Nine international treaties have been drawn up on the basis of the Declaration of Human Rights, which set out rights in concrete terms, including the Convention on the Rights of the Child. "Of course, paper alone is not enough, they have to be implemented, and that requires pressure from civil society," says Kenneth Roth, who headed the human rights organization Human Rights Watch for around 20 years until 2022 and is now a lecturer at Princeton. Challenges remain. Three highlights:

Wars, conflicts, human rights

"Since the so-called 'war on terror' from 2001 onwards, there has been a dramatic erosion of international law and human rights," says Kaleck. He is referring to the US response to the terrorist attacks in New York and Washington with the collapse of the World Trade Center towers. The USA had terror suspects taken to a prison camp in Guantanamo, where they were held for years without trial. US soldiers tortured people in Iraq. None of this was punished internationally, says Kaleck.

"Gaza is becoming a test of whether the West is serious about international law and human rights," he says. Even before the most recent Israeli attacks in the Gaza Strip in response to the terrorist attack on October 7, Western countries had remained inactive. "If, like the German government, you advocate that Israel should not have to answer to the International Criminal Court for illegal settlement construction, but only point the finger at those who are far away, in Africa - that no longer works." Such double standards would be rightly denounced in the rest of the world. "In the West, we are digging our own grave by allowing legal principles to erode. If the trust that the law is applied equally to everyone breaks down, it will only be about who is the strongest - militarily. This is very bad for Europe because, among other things, it is economically dependent on reliable trade relations.

China's approach to human rights

For human rights activists, the biggest threat to human rights comes from China. "They want to undermine the whole concept," says Roth. "That's attractive to dictators." In the UN Human Rights Council, for example, China insists that each country should be allowed to choose its "own path of human rights development", taking into account its cultural heritage and national conditions. "China only wants the gross domestic product to count, the growth of the economy," says Roth. It calls this collective rights, for example to a life without poverty.
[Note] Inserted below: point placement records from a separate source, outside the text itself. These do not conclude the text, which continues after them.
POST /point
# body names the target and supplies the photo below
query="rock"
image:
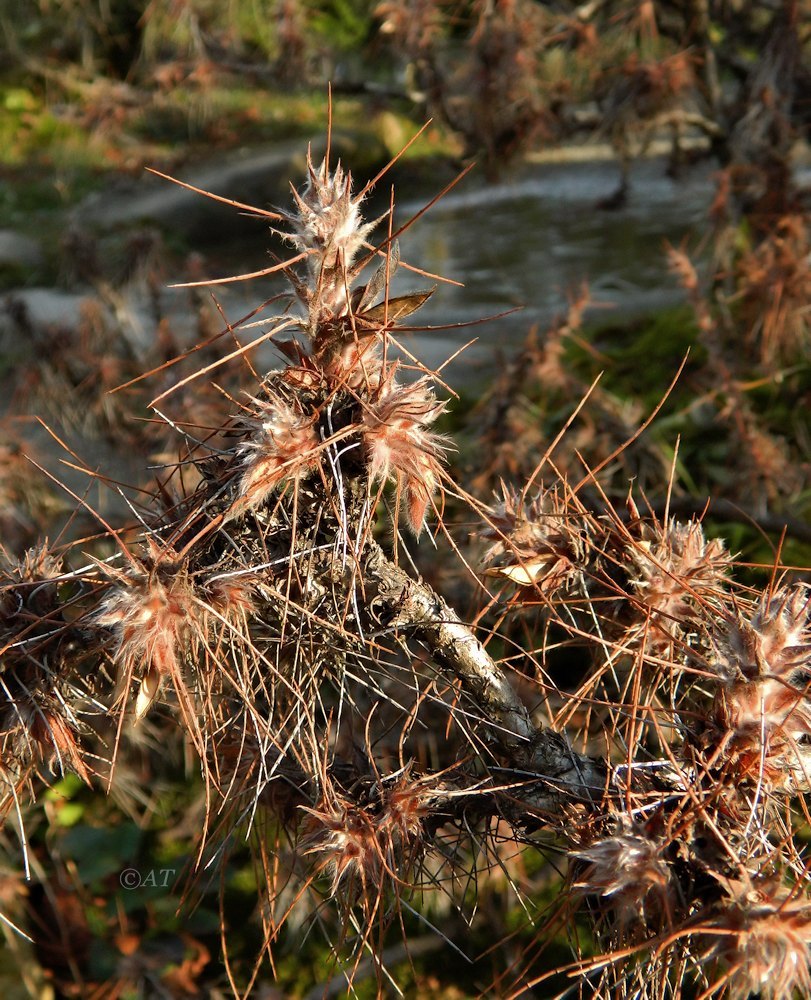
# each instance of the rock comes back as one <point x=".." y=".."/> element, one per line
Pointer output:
<point x="18" y="251"/>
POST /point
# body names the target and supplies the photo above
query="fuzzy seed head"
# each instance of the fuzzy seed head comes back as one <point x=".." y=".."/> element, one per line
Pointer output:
<point x="328" y="224"/>
<point x="628" y="871"/>
<point x="400" y="448"/>
<point x="764" y="666"/>
<point x="150" y="612"/>
<point x="765" y="947"/>
<point x="675" y="565"/>
<point x="536" y="543"/>
<point x="283" y="445"/>
<point x="361" y="844"/>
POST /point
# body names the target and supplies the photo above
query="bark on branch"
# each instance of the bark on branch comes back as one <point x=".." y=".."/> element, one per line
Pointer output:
<point x="553" y="770"/>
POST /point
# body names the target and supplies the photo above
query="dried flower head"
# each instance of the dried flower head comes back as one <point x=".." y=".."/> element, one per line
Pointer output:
<point x="328" y="225"/>
<point x="363" y="843"/>
<point x="628" y="871"/>
<point x="763" y="945"/>
<point x="36" y="720"/>
<point x="763" y="665"/>
<point x="674" y="566"/>
<point x="283" y="445"/>
<point x="540" y="543"/>
<point x="150" y="610"/>
<point x="400" y="448"/>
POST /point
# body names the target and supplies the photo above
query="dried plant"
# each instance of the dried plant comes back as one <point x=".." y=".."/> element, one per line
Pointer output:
<point x="621" y="697"/>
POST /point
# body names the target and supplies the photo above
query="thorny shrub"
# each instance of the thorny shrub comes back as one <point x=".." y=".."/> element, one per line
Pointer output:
<point x="622" y="703"/>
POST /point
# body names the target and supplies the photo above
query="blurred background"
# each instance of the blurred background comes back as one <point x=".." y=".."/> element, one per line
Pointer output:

It has never ratified the Covenant on Civil and Political Rights, which enshrines freedom of expression and assembly.

China is trying to use financial pressure to get countries on its side in votes at the United Nations, says Roth. In 2022, Beijing managed to prevent a debate on a report by the UN Human Rights Office describing the oppression of the Uyghurs and other Muslim minorities in Xinjiang in the Human Rights Council with the votes of others, such as Cuba, Venezuela and Sudan. However, Roth does not believe that the strategy will be successful in the long term. Many countries that benefited from China's money in the Silk Road project and agreed with Beijing in the United Nations are now in a debt trap and are disillusioned.
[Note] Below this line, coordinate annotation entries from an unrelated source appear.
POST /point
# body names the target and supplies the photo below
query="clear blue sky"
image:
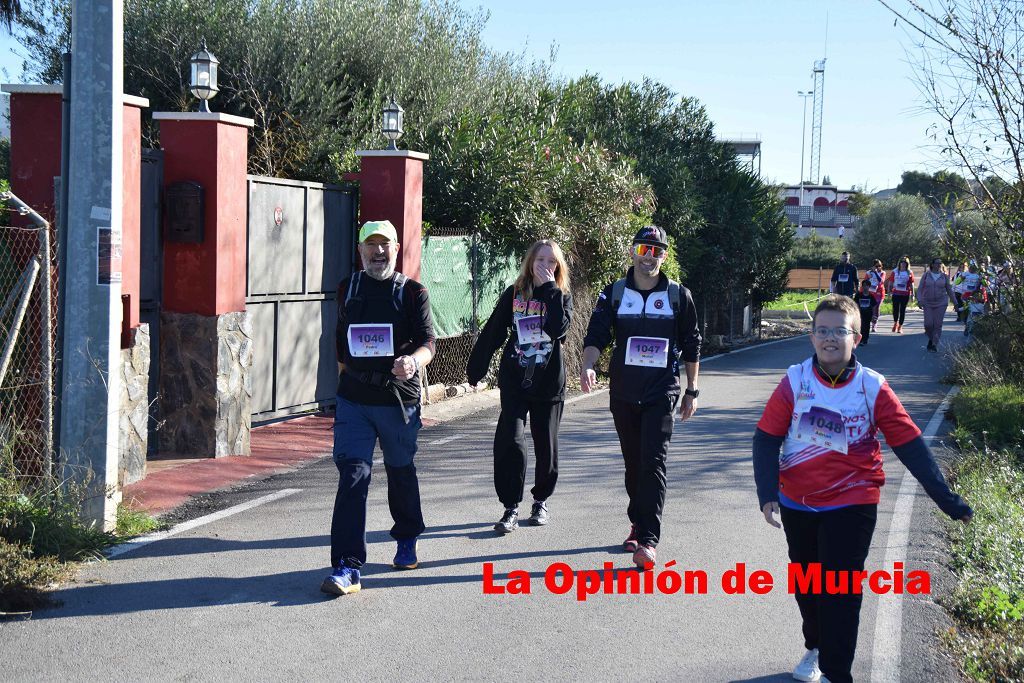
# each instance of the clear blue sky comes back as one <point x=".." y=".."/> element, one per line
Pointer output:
<point x="744" y="60"/>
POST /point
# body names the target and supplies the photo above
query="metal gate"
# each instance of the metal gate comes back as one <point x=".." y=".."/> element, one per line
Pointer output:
<point x="152" y="275"/>
<point x="300" y="245"/>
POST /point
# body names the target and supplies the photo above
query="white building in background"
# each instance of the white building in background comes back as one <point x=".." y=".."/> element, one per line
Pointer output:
<point x="821" y="209"/>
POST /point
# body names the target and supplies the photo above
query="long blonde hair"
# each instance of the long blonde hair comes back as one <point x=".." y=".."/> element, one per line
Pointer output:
<point x="524" y="283"/>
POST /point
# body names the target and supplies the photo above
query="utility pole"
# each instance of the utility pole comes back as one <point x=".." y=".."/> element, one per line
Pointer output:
<point x="91" y="380"/>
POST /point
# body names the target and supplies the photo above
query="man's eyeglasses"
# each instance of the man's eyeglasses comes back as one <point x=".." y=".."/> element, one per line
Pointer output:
<point x="644" y="250"/>
<point x="839" y="333"/>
Human rights and migration

"The role of human rights in contemporary societies has changed," says conflict researcher Susanne Buckley-Zistel from Philipp University Marburg to dpa. "In the past, in the 70s and 80s, the focus was on authoritarian regimes, torture, totalitarianism, political prisoners in other countries. Now they are used more to address the situation in their own country."
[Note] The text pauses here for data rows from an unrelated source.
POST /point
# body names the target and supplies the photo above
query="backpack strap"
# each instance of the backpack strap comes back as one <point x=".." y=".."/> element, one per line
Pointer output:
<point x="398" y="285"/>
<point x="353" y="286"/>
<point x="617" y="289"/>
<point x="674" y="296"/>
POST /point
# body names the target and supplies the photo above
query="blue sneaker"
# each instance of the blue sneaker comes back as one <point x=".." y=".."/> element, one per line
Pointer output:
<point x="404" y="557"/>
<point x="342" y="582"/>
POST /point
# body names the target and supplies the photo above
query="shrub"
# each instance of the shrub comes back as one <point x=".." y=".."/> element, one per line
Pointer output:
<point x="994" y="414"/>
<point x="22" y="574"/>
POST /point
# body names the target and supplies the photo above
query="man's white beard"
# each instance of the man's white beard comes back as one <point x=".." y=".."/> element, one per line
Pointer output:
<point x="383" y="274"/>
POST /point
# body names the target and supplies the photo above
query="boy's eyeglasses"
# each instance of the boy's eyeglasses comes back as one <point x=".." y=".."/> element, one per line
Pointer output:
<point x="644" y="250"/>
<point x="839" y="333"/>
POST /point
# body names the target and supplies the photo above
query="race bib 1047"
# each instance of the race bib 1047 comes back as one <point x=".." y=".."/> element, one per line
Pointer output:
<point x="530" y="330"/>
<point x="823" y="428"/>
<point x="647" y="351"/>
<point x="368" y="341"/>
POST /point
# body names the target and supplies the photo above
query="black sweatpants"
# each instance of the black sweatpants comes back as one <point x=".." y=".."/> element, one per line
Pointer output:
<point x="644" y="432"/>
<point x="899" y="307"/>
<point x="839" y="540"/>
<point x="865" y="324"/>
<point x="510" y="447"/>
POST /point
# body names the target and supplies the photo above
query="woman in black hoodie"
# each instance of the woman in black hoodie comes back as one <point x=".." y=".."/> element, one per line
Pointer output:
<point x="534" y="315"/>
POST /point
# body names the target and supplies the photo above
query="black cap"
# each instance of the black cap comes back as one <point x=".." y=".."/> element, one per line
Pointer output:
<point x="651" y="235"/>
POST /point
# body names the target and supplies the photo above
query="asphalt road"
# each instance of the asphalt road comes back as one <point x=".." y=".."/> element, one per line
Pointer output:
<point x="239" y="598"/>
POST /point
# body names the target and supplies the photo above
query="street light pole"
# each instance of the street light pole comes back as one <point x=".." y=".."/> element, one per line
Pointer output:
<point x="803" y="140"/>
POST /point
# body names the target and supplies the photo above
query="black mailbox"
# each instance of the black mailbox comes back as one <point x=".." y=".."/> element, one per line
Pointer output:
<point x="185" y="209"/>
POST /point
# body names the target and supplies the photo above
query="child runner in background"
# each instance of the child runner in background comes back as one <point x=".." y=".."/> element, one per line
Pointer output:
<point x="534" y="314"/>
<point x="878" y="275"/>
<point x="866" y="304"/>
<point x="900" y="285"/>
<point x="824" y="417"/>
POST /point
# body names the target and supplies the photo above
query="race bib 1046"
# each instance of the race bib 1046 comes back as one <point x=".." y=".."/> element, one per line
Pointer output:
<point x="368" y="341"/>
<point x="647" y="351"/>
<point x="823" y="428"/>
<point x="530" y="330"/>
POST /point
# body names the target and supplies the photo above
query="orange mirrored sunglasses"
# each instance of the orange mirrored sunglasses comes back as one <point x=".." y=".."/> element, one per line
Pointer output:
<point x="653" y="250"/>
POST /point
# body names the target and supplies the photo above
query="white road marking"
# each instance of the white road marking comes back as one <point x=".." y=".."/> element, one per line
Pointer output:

Buckley-Zistel is investigating the role of human rights in the context of migration in a project with other institutes. "In the migration debate, we are talking about a humanization of human rights," she says. Migrants and the organizations that support them make greater reference to human rights in order to articulate their interests. "This also includes raising awareness among refugees that they can defend themselves in Germany, for example, against human rights violations that have happened to them elsewhere," says Buckley-Zistel. "For example, the world's first trial for state torture in Syria took place in Koblenz in 2020."